The New Orleans Item-Tribune, sometimes rendered in press accounts as the New Orleans Item and Tribune, was an American newspaper published in New Orleans, Louisiana, in various forms from 1871 to 1958.

== Early history ==
The newspaper, referred to in 1941 as "the south's oldest afternoon daily paper", was first published in 1875 as The New Orleans Item, an afternoon paper. Subscriptions were six dollars a year, and the paper claimed to have the largest circulation in New Orleans, describing itself as "Impartial, Able, Newsy, and Bright."

In 1924, it spawned a morning sister, the Morning Tribune. The papers published a single Sunday edition, the Item-Tribune, beginning December 21, 1924. It expanded its name to become the Sunday Item-Tribune on February 10, 1935.

Comic-book artist Jack Sparling worked briefly as a gag cartoonist for the paper circa the late 1930s.

== Item-Tribune years ==
In 1936, the two papers' broadsheet format was changed to tabloid size, and on January 13, 1941, the papers merged as the daily and Sunday Item-Tribune. The term was already in use before this, with Time magazine, for example, referring to the two papers in this combined form in 1926. The Tribune ceased publication on January 11, 1941, though the Sunday Item-Tribune did not change its name.

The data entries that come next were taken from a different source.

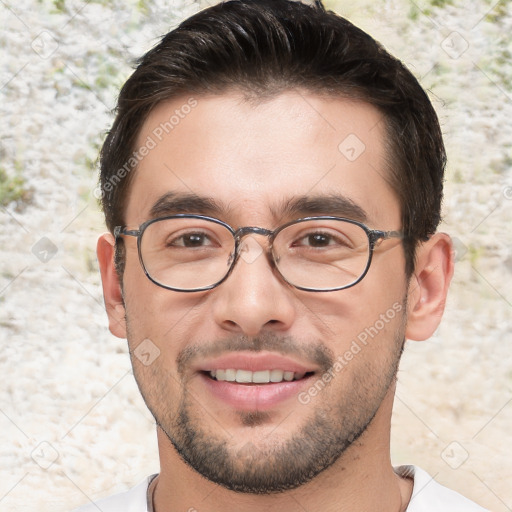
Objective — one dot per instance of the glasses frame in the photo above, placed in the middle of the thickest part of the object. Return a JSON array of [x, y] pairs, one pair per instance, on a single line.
[[374, 235]]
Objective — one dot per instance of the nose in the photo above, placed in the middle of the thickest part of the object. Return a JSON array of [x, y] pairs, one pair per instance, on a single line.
[[254, 298]]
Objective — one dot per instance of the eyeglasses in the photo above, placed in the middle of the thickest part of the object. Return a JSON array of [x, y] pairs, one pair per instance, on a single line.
[[191, 253]]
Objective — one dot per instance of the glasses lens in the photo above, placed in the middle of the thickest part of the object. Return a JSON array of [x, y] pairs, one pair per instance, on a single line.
[[186, 253], [322, 254]]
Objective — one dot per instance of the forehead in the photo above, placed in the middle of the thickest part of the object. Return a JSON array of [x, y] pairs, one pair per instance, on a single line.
[[252, 159]]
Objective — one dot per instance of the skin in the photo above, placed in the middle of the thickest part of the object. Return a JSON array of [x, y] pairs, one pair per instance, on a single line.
[[250, 157]]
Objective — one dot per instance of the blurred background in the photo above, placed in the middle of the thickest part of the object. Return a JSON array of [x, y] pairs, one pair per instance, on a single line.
[[72, 424]]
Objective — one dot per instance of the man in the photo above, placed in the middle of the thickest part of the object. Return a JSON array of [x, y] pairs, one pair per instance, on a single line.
[[272, 188]]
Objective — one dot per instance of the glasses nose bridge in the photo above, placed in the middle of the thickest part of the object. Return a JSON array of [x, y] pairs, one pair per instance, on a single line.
[[247, 230]]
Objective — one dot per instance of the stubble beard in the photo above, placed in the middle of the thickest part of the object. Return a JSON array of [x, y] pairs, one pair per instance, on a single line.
[[275, 467]]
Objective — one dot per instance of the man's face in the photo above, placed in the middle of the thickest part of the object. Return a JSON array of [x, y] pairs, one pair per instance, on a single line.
[[252, 160]]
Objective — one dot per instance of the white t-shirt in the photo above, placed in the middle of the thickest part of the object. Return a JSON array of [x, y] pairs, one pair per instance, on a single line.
[[427, 496]]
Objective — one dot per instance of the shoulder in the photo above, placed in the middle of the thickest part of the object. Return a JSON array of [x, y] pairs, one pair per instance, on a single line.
[[428, 495], [133, 500]]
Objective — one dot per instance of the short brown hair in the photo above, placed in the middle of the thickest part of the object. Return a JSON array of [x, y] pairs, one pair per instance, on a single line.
[[264, 47]]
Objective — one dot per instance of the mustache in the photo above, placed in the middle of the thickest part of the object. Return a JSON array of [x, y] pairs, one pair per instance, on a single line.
[[315, 352]]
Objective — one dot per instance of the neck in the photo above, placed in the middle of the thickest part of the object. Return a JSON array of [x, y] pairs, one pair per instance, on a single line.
[[361, 480]]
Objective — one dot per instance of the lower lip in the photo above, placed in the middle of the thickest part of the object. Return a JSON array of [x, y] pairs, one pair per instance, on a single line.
[[254, 397]]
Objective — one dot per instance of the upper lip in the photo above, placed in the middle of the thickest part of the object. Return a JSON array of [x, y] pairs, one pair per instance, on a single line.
[[255, 362]]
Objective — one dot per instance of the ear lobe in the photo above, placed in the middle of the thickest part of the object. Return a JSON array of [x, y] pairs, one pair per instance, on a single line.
[[112, 292], [428, 286]]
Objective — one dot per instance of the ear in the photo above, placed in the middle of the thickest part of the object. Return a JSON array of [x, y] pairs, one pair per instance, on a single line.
[[112, 292], [428, 286]]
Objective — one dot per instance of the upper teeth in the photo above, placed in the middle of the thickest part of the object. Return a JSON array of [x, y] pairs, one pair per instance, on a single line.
[[260, 377]]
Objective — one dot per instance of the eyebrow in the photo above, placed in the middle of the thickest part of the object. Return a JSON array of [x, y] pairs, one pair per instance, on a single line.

On June 27, 1941, the newspaper's longtime publisher and president, Colonel James M. Thomson, announced the paper's sale to Ralph Nicholson, vice president, treasurer and general manager of the Tampa Times, with Thomson to serve as president of the Item Co., Inc., the newly formed entity that purchased the paper.

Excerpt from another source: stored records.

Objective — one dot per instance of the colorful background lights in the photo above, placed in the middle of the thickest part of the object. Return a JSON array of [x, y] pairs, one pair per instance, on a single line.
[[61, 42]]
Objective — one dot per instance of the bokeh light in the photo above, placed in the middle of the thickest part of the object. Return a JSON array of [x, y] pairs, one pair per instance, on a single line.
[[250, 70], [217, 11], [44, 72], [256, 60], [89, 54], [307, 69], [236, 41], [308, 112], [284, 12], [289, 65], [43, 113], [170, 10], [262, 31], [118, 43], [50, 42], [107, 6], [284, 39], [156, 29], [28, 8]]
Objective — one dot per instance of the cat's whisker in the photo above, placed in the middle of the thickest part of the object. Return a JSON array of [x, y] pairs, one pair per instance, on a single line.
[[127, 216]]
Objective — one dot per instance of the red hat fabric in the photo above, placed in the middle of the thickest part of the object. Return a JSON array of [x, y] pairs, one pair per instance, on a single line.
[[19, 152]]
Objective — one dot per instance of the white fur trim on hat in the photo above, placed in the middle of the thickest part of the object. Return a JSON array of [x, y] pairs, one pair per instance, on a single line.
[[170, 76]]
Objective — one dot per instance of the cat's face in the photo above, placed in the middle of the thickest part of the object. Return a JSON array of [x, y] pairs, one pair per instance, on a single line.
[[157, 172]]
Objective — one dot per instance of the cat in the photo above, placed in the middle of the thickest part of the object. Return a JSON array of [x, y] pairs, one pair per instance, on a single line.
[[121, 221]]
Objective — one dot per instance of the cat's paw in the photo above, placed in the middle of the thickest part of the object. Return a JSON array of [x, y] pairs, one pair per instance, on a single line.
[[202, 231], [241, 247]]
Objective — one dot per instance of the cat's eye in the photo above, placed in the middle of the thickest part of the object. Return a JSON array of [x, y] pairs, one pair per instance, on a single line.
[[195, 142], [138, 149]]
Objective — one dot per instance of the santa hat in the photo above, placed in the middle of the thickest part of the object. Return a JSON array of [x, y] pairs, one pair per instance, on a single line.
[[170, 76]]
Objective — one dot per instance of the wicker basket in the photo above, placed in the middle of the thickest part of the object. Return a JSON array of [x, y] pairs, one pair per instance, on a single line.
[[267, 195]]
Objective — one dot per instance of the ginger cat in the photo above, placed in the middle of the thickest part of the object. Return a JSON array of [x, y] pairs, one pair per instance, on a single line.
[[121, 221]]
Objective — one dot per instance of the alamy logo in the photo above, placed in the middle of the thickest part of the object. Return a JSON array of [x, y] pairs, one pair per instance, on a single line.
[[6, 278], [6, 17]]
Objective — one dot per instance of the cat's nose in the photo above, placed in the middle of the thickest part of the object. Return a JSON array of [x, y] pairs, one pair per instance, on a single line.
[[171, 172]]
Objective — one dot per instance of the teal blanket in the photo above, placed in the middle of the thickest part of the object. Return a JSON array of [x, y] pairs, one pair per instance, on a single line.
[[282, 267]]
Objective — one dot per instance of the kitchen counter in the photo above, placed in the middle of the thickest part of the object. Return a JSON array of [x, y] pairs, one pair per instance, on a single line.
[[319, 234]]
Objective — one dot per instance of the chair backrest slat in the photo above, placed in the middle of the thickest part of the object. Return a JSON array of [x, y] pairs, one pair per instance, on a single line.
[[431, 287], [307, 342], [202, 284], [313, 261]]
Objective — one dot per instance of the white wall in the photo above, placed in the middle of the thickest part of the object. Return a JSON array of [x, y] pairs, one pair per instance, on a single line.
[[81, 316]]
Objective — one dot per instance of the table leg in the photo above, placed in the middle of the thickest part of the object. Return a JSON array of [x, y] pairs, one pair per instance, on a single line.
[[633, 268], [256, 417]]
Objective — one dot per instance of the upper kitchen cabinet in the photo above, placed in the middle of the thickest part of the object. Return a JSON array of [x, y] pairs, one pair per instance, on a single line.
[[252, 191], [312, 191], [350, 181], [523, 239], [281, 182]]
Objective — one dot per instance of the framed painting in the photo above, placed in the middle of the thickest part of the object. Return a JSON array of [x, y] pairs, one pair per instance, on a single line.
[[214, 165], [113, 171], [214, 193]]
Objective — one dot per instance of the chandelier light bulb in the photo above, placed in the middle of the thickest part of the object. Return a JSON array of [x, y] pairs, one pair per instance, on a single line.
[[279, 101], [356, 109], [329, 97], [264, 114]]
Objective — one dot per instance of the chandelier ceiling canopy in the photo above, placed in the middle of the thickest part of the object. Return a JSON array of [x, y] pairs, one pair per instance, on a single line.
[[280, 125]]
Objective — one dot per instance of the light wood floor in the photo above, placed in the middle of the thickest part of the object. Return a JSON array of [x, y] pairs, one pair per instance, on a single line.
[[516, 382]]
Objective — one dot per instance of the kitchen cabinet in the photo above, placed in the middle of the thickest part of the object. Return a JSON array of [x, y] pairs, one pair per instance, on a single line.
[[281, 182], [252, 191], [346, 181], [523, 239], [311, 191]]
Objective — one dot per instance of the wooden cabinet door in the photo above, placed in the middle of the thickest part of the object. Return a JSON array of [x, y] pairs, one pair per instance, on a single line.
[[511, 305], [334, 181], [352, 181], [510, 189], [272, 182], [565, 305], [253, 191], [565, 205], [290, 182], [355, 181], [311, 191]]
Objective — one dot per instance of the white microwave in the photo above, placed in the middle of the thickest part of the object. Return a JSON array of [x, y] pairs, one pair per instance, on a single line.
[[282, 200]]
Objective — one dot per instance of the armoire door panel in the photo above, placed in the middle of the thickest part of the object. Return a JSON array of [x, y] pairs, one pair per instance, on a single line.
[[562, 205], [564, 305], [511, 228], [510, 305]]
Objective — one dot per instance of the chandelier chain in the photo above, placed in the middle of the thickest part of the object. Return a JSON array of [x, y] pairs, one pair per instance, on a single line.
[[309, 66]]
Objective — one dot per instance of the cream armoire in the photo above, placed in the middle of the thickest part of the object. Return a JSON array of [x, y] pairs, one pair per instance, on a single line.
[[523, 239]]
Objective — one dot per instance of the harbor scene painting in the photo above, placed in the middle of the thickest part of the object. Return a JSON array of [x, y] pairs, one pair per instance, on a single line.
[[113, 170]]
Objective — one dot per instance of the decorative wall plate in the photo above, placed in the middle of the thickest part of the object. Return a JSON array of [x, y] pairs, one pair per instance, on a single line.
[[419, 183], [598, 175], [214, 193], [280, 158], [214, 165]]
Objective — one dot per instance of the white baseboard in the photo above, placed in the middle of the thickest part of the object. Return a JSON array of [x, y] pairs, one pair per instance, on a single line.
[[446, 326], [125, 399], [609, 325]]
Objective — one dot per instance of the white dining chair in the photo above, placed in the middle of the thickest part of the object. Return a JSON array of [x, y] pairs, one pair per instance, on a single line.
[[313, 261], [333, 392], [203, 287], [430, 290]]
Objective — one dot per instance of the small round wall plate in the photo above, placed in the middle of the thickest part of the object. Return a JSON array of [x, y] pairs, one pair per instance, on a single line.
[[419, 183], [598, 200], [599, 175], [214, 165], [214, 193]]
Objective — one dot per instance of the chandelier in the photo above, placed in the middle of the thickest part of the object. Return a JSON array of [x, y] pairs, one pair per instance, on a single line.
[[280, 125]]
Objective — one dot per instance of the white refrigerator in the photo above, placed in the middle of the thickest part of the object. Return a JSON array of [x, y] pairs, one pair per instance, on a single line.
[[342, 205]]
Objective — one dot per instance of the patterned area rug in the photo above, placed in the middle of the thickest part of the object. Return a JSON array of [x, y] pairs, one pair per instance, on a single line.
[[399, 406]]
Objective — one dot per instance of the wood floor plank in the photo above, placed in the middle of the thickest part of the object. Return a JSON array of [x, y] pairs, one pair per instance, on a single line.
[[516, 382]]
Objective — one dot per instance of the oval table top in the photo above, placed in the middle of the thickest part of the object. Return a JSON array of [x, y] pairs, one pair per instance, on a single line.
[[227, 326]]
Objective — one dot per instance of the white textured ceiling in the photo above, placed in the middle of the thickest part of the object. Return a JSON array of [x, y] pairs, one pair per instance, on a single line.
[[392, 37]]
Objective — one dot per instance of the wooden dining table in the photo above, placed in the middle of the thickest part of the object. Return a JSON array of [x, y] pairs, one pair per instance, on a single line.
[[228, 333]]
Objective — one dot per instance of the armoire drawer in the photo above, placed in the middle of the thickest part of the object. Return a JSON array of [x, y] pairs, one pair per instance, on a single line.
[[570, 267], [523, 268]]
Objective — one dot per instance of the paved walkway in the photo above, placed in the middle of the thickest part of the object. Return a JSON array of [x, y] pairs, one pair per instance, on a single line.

In 1949, David Stern III, author of the Francis the Talking Mule books that later became a film series, and the son of prominent Philadelphia publisher J. David Stern, purchased the paper for $2 million. He ran the paper until its 1958 merger.

The paper, which is preserved by the National Endowment for the Humanities and The Library of Congress from its June 11, 1902, issue through its last, September 14, 1958, was published daily until dropping the Saturday edition beginning December 17, 1950.

== Merger with Daily States ==
In 1958, the Item-Tribune merged with the Daily States (founded in 1880) to form the New Orleans Daily States-Item. In 1962, publisher and businessman Samuel I. Newhouse bought the morning Times-Picayune as well as the afternoon States-Item, which continued to be published separately until they were merged and combined in 1980.